HERCULE (2014)

Brett Ratner à la réalisation, The Rock en tête d'affiche… Et un scénario qu désacralise les exploits du plus célèbre des demi-dieux.

HERCULES

2014 – USA

Réalisé par Brett Ratner

Avec Dwayne Johnson, Rufus Sewell, Ingrid Bolso Berdal, John Hurt, Aksel Hennie, Reece Ritchie, Ian McShane, Joseph Fiennes, Peter Mullan, Irina Shayk

THEMA MYTHOLOGIE

En s’appuyant sur un roman graphique de Steve Moore et Admira Wijaya, Brett Ratner désacralise le fils de Zeus pour le muer en simple mortel. Le prologue, situé dans la Grèce de l’an 358 avant JC, nous résume pourtant la naissance, l’enfance et les travaux d’Hercule avec panache et flamboyance. D’où une séquence spectaculaire où le héros, immergé dans un lac sinistre, affronte l’Hydre de Lerne. Ses monstrueuses et gigantesques têtes reptiliennes, au cou démesuré et au crâne hérissé de pointes, l’assaillent de toutes parts. La scène est brève mais efficace. Même chose avec le sanglier d’Erymanthe et le lion de Némée – plutôt impressionnants par ailleurs – qui apparaissent furtivement dans un montage jouant la carte du merveilleux… avant de le saborder. Car ici, Hercule (Dwayne Johnson) est un colosse fatigué qui gagne sa vie comme mercenaire, vendant sa force au plus offrant, accompagné d’un groupe de compagnons d’armes fidèles. C’est son neveu Iolaos (Reece Ritchie) qui se charge de romancer ses exploits passés, enjolivant les faits pour nourrir la légende et faire trembler les pirates autour du feu de camp.

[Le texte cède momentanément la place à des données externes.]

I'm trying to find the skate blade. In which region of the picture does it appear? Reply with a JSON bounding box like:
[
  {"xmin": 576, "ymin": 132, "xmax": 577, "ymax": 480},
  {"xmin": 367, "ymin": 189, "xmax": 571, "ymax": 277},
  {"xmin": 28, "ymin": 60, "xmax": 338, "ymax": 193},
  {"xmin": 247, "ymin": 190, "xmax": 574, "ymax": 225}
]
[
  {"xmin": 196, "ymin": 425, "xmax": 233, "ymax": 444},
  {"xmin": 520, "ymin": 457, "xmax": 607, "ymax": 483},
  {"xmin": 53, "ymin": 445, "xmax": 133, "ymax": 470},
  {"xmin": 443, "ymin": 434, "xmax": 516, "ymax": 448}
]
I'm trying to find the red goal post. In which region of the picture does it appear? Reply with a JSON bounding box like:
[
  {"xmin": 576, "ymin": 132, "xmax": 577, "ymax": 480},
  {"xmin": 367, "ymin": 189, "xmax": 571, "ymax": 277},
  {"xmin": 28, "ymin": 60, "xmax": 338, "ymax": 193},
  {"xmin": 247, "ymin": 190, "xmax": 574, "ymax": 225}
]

Le postulat du film est clair : ce qu’on raconte d’Hercule est une légende, un tissu d’exagérations destiné à impressionner les crédules. Un flash-back nous révèle ainsi que l’Hydre n’était pas un dragon mais un groupe de brigands masqués comme des serpents. Hercule les aurait décapités pour ramener leurs têtes au roi Eurystée. Idem pour Cerbère, aperçu dans un cauchemar où il dévore des cadavres avant de se jeter sur Hercule… mais ce n’est qu’un rêve. Tout ça ne serait donc qu’une fraude ? Hercule un simple mortel dont la légende serait inventée de toutes pièces ? Cet Hercule devient ainsi le théâtre d’une relecture « terre à terre » du mythe, où l’on vend du spectaculaire comme on créerait une campagne publicitaire mensongère. Et pourtant, le surnaturel semble percer entre les lignes. Rhésos (Tobias Santelmann), le grand méchant, utilise ainsi un sortilège pour transformer des milliers de villageois en guerriers quasi-zombies.

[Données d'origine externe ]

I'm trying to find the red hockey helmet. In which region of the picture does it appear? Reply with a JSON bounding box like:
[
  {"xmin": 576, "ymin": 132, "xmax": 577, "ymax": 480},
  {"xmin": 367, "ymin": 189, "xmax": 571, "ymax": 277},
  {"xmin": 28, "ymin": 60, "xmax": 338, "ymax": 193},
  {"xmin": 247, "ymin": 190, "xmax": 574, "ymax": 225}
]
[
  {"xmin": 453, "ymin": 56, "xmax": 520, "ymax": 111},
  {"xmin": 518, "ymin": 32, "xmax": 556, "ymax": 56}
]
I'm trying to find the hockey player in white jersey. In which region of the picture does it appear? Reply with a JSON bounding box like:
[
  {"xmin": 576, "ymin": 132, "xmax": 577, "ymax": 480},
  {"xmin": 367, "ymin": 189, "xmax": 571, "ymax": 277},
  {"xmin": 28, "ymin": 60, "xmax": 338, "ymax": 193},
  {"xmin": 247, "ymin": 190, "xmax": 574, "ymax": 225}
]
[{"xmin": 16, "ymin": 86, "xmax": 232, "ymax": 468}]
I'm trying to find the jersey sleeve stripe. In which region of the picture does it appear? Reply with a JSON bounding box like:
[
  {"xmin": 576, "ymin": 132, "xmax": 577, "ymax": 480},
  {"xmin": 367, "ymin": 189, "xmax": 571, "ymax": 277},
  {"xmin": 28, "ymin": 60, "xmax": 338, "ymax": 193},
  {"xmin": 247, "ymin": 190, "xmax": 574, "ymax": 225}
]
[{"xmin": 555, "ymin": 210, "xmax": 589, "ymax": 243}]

La déconstruction du mythe

Visuellement, le film nous offre plusieurs idées intéressantes accentuant la confusion entre mythe et réalité. Une illusion d’optique nous fait par exemple croire à une armée de centaures en contre-jour… avant qu’un changement d’angle ne révèle simplement des cavaliers humains. Même effet pour Cerbère, qui s’avère être un alignement de trois chiens féroces côte à côte. Dwayne Johnson assure en Hercule, porté par sa carrure et un certain sens de l’autodérision, même si l’ensemble finit par manquer d’ampleur, comme si le film n’osait jamais vraiment choisir entre le péplum épique et la parodie du mythe. Les fans de mythologie peuvent bien sûr être déçus par cette réinvention. Terre à terre et mythomane, cet Hercule-là n’a plus rien du demi-dieu flamboyant. Mais le parti pris n’est pas inintéressant. En déconstruisant la figure héroïque pour l’ancrer dans la boue et le sang, Ratner nous offre une variation brute, presque crépusculaire, sur un mythe trop souvent édulcoré.